OpenAI missing key growth targets in early 2026 is exactly the kind of crack that could propagate through this structure. The Bank of England has warned of growing risks of a global market correction due to overvaluation of AI tech firms. When central banks start worrying, you should too.
This Is the Nuclear Arms Race of Our Generation
Both sides had to do this. The US couldn’t not build an AI industry, because falling behind China would mean strategic subordination in military capability, economic productivity, and scientific research. China couldn’t not build LLMs, because dependency on American AI infrastructure would have been a geopolitical death trap.
The parallel to the nuclear arms race sounds forced until you think about it for five minutes. The RAND Corporation and the Atlantic Council both frame it in these terms. Both nations are compelled to invest regardless of ROI, because the alternative, ceding AI dominance, is unacceptable.
But here’s a crucial difference: the Americans interpreted this compulsion through turbocapitalism. Build unicorns, attract venture capital, target $1 trillion+ valuations. The Chinese interpreted it through state-directed ecosystem building. Distribute the technology, democratize access, build soft power.
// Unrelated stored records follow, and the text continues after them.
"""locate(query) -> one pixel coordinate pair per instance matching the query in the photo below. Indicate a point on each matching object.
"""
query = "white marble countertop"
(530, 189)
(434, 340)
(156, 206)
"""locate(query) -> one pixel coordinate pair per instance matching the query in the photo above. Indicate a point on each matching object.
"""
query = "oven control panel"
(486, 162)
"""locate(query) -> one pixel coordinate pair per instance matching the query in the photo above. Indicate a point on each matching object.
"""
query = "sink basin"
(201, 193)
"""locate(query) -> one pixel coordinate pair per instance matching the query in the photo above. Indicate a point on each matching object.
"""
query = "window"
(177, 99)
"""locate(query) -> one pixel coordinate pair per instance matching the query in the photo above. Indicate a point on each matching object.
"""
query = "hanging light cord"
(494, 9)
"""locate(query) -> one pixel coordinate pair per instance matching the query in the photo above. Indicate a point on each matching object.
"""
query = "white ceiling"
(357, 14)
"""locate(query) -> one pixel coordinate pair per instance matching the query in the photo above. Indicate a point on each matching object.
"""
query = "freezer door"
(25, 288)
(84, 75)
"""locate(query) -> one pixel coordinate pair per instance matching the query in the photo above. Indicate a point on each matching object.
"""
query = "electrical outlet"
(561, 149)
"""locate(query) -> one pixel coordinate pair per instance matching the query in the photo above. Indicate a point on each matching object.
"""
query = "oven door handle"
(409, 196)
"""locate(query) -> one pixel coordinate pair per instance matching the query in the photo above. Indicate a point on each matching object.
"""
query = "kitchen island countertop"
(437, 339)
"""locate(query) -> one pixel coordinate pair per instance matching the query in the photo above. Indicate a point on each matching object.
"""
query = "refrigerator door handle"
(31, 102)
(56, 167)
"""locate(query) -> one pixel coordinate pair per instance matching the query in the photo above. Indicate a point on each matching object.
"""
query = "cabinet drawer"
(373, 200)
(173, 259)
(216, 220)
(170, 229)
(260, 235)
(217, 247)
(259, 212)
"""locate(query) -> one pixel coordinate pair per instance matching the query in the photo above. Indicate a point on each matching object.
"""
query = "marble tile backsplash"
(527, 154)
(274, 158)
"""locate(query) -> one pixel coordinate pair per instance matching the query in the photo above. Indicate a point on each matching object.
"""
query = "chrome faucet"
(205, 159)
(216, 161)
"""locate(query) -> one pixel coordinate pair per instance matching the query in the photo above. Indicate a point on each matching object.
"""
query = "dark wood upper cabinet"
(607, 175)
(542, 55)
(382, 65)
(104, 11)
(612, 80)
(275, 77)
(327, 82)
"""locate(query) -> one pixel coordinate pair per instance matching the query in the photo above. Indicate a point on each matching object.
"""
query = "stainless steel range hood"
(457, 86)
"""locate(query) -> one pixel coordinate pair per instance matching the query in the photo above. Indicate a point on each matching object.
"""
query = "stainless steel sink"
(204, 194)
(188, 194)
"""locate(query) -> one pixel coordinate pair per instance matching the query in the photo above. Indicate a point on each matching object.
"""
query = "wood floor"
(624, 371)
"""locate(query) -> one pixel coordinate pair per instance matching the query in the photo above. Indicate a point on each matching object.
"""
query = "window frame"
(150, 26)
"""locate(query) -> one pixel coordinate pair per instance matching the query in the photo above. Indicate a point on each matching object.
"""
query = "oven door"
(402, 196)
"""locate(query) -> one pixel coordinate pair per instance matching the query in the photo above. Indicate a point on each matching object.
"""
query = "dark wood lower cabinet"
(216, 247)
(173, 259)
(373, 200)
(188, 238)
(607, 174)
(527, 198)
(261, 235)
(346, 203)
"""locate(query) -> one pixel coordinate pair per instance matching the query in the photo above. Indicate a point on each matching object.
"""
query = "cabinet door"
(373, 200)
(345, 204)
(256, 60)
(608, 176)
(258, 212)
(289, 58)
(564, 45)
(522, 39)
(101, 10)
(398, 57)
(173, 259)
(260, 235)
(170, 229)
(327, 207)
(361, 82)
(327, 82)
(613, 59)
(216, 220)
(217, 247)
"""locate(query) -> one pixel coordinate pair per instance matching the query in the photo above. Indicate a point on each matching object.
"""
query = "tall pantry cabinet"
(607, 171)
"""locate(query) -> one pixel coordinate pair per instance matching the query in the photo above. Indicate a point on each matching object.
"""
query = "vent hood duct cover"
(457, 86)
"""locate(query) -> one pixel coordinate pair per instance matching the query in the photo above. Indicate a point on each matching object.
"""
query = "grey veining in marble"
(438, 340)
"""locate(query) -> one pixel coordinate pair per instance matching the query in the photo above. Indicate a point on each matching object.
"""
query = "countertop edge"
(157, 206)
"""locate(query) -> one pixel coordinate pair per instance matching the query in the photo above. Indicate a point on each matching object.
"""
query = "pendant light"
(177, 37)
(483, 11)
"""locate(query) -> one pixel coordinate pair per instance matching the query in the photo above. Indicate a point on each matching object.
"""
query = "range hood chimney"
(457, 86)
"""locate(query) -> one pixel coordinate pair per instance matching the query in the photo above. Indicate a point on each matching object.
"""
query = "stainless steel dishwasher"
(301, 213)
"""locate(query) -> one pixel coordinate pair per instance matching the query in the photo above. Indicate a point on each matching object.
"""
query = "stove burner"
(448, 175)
The American approach assumes the winner captures monopoly rents. The Chinese approach assumes AI becomes a commodity and plays accordingly. If the commodity thesis is right, and all evidence points that way, one of these strategies was a $285 billion mistake.
So Who Actually Wins?
Not OpenAI, unless they can pivot from “the best model” to “the best enterprise platform” fast enough. Their current burn rate is a ticking clock.
Not Nvidia, at current valuations. If inference becomes a commodity utility, the insatiable demand for cutting-edge training hardware levels off. The $5 trillion market cap assumes permanent scarcity. Commoditization is the opposite of scarcity.
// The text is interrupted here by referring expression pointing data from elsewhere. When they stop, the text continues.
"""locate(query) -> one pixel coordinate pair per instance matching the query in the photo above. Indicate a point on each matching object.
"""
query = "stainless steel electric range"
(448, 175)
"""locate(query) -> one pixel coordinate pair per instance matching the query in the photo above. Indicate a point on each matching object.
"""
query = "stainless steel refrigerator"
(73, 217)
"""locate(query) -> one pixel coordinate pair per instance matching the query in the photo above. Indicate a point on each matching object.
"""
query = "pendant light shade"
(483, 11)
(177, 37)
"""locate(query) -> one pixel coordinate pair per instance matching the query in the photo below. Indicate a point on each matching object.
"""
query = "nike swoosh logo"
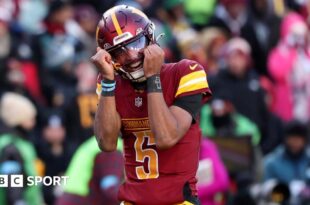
(193, 67)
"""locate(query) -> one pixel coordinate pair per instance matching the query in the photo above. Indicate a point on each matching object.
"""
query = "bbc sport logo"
(17, 180)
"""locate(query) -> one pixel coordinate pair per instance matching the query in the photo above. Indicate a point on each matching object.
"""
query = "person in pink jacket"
(212, 175)
(289, 66)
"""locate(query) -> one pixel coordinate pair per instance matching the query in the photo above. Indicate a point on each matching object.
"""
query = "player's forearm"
(163, 123)
(107, 124)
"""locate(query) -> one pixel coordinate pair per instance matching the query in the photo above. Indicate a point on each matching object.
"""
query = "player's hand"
(153, 60)
(103, 61)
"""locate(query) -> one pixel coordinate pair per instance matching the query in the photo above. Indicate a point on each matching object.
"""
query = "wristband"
(153, 84)
(108, 87)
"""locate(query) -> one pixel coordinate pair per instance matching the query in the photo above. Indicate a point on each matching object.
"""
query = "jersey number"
(141, 154)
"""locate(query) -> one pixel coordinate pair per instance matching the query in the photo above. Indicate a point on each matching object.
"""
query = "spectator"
(199, 12)
(242, 81)
(94, 176)
(289, 161)
(291, 76)
(81, 110)
(220, 119)
(213, 41)
(85, 29)
(212, 175)
(266, 27)
(232, 16)
(18, 155)
(56, 72)
(54, 151)
(274, 130)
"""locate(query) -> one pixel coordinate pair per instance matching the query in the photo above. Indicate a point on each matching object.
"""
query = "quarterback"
(153, 105)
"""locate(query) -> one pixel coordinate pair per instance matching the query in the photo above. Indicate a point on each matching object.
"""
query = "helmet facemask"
(132, 67)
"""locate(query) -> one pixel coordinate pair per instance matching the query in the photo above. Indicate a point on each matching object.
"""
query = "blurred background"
(256, 128)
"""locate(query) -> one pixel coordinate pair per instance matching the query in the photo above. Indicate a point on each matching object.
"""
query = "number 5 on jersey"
(141, 154)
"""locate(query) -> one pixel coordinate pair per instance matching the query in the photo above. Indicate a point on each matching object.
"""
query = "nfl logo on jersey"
(138, 102)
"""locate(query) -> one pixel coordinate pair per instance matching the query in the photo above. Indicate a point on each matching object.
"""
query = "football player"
(153, 105)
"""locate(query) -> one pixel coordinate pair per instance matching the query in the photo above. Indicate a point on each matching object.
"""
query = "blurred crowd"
(256, 127)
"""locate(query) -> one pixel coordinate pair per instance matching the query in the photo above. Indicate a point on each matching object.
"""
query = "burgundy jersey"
(157, 177)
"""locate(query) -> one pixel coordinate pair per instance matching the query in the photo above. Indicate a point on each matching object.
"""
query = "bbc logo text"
(19, 180)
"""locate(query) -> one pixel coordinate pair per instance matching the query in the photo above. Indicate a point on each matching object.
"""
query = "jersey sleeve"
(98, 88)
(192, 79)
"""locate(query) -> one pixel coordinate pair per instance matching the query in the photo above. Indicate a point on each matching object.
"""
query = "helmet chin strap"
(136, 76)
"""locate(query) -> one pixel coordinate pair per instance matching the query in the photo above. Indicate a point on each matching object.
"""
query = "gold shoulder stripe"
(116, 24)
(191, 76)
(140, 13)
(193, 81)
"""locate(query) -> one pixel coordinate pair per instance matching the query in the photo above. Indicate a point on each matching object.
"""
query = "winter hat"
(238, 44)
(16, 109)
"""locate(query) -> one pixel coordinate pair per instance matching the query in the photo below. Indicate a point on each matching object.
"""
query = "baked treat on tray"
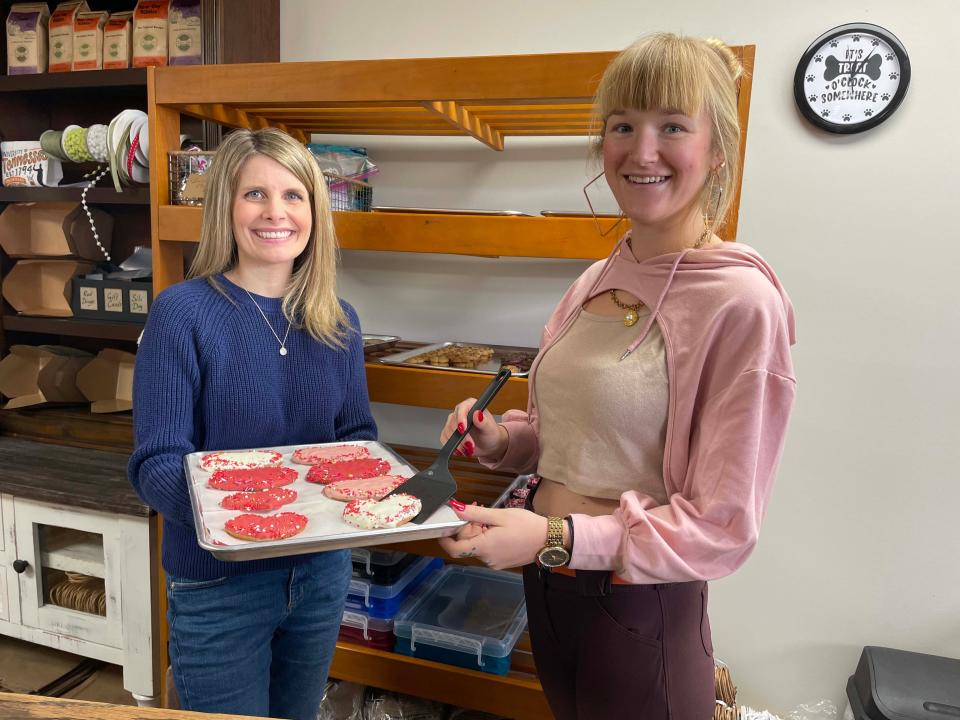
(329, 453)
(373, 488)
(259, 501)
(252, 479)
(266, 527)
(391, 512)
(239, 459)
(324, 473)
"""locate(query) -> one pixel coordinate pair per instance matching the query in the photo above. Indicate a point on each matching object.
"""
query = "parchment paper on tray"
(325, 529)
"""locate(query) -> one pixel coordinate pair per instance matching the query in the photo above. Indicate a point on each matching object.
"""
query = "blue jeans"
(258, 644)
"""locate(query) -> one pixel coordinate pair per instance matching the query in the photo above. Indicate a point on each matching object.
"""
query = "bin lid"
(894, 684)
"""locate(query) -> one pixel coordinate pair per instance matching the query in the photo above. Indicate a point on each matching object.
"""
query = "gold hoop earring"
(596, 220)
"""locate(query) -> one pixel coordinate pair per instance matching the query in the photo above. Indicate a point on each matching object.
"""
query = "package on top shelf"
(185, 33)
(88, 40)
(117, 47)
(150, 32)
(61, 35)
(27, 38)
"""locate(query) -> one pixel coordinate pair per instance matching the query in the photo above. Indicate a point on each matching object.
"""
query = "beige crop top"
(603, 422)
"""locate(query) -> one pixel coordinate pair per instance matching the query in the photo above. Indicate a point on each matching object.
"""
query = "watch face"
(852, 78)
(554, 556)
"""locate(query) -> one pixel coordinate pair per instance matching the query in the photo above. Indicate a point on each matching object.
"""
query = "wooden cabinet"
(488, 98)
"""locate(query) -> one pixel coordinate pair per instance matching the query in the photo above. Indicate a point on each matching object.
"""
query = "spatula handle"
(481, 404)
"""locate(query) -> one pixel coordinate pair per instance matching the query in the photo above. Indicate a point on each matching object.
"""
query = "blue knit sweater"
(209, 376)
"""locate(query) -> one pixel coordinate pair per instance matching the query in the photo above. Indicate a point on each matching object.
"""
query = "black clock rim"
(800, 97)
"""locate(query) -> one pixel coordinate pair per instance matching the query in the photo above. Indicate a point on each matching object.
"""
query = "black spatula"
(435, 485)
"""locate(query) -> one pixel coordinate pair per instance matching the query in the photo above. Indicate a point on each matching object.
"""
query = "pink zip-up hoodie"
(727, 327)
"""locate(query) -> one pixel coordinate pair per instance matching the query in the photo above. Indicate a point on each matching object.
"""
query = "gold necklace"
(630, 319)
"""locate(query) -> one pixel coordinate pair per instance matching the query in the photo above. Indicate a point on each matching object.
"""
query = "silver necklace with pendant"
(283, 343)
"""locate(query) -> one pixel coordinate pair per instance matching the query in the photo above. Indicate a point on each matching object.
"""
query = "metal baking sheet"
(378, 342)
(325, 529)
(491, 367)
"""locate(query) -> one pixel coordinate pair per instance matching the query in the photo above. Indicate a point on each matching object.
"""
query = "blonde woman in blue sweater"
(255, 350)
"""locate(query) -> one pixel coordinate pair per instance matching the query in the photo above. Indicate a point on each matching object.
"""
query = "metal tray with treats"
(325, 530)
(378, 342)
(466, 357)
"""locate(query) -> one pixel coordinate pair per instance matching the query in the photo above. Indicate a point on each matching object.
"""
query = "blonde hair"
(311, 299)
(688, 74)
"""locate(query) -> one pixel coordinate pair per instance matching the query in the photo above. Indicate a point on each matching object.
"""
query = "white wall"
(861, 544)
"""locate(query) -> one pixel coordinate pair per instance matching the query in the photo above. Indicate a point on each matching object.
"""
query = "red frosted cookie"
(347, 470)
(329, 453)
(239, 459)
(266, 527)
(259, 501)
(390, 512)
(363, 488)
(252, 480)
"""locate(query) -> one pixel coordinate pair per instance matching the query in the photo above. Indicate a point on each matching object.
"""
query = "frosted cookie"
(239, 459)
(259, 501)
(347, 470)
(390, 512)
(253, 479)
(363, 488)
(266, 527)
(329, 453)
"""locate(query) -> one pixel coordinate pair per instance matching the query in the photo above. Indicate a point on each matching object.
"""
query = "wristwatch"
(553, 554)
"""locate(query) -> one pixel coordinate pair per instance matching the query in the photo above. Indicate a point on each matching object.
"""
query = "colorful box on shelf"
(384, 601)
(97, 298)
(465, 616)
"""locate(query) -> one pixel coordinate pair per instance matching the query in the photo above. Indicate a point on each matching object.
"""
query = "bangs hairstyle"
(310, 301)
(664, 71)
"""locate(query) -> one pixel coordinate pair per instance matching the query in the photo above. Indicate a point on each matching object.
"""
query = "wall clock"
(851, 78)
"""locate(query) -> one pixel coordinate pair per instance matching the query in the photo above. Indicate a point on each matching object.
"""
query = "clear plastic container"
(466, 616)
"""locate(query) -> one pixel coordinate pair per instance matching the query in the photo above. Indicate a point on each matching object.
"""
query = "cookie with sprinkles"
(239, 459)
(252, 479)
(391, 512)
(363, 488)
(259, 501)
(266, 527)
(329, 453)
(324, 473)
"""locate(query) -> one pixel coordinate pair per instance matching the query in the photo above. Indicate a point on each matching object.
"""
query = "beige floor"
(25, 667)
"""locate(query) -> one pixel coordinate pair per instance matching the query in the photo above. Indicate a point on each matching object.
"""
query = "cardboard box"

Probably Anthropic, if anyone. They’ve built the highest-revenue-per-user AI business, have the strongest enterprise positioning, spend far less on training, and are closest to profitability. But “probably wins among the Americans” isn’t the same as “wins.”
The real winners are developers and businesses everywhere. Competition plus commoditization equals cheaper, better tools for everyone. The question “who has access to AI?” disappears. The question “who builds the best products with AI?” takes over.
And Europe? Europe contributed Hinton, Bengio, half the foundational research behind the Transformer, and then watched the entire industry get built by others. No frontier model, no major AI company, no strategic position. Just a very large customer base. We didn’t deserve this outcome, but we got it anyway. (I wrote more about the open-weight revolution in my analysis of GLM 5.2.)
The Clock Is Ticking
The playing field is shifting. When the boundaries of the game change, those who seem marginal today can find themselves central, and today’s giants can find themselves in trouble. The US is ahead today. The momentum belongs to China. And the gap between those two statements is closing faster than the stock market has priced in.
The next 18 months will tell us whether the American AI economy was a generational investment or a generational miscalculation. Either way, the models are becoming a commodity. The only question left is who adapts first.
Sources: Stanford HAI AI Index 2026, Council on Foreign Relations, Gartner, RAND Corporation, Atlantic Council, Brookings Institution. This analysis was also informed by a video essay by Salvatore Sanfilippo (antirez), creator of Redis, on the strategic logic of China’s open-weight AI approach.